Some individual investors who had previously shied away from equities could eventually succumb to the notion that ultra-low bond yields and elsewhere leave little alternative to the stock market. Stocks still look attractive when it comes to dividend or profit returns, Konstantinos said.

In addition, there is a level playing field between institutional and individual investors over the past few decades. FD regulation (for “full disclosure”) and other regulatory changes, as well as the rise of low-rate trading platforms, have placed individual investors “at a point closer to institutional investors than at any other time. the story, ”he said.

In fact, some market watchers have argued that the conventional brand of individual investors as “dumb money” seems increasingly wrong, especially after the GameStop episode showed investors supposedly “smart money” who have more than 100% of the company’s shares, leaving them open to a painful short squeeze.

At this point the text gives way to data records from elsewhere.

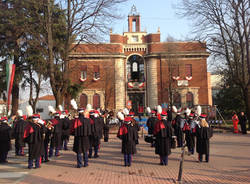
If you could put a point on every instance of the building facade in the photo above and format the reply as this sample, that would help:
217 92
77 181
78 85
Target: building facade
136 69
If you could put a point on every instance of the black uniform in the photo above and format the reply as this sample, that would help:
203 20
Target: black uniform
5 141
203 134
97 124
56 137
81 130
163 134
128 134
34 135
178 130
65 132
19 126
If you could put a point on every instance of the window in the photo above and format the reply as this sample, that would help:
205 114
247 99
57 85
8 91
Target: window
190 99
175 70
177 100
83 100
96 72
39 110
134 38
96 101
135 67
188 70
84 72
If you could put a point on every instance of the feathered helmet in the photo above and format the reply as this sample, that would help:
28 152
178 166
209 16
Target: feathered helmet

The frenzy in retail that surrounded GameStop’s short budget and a handful of other heavily short-cap stocks raised a red flag for investors waiting for the foam type indicating a rally. it is entering the kind of euphoric phase that is usually followed. for a setback.

The next stage?

While this may turn out to be the case in the short term, some investors argue that a sustained uptake of active individual investor interest could help fuel the next stage of a bullish market.

Individual investors could continue to foster interest in more value-oriented, more capitalized names and higher volatility, Konstantinos said.

And a sustained interest in individual stocks could mean more “dispersion” or variation in returns between stocks and individual sectors, Clissold said, an element that has been lacking over the past decade for the pain of active fund managers.

Calvasina argued that retail interest in specific stocks is likely to decline and flow, as it has done over the past year, but is unlikely to fade.

Unless the door closes (i.e. through a major regulatory change), we don’t see why retail investors ’interest in trading specific names will be fully taken into account by the high amount of cash on the margin between consumers, ”he wrote.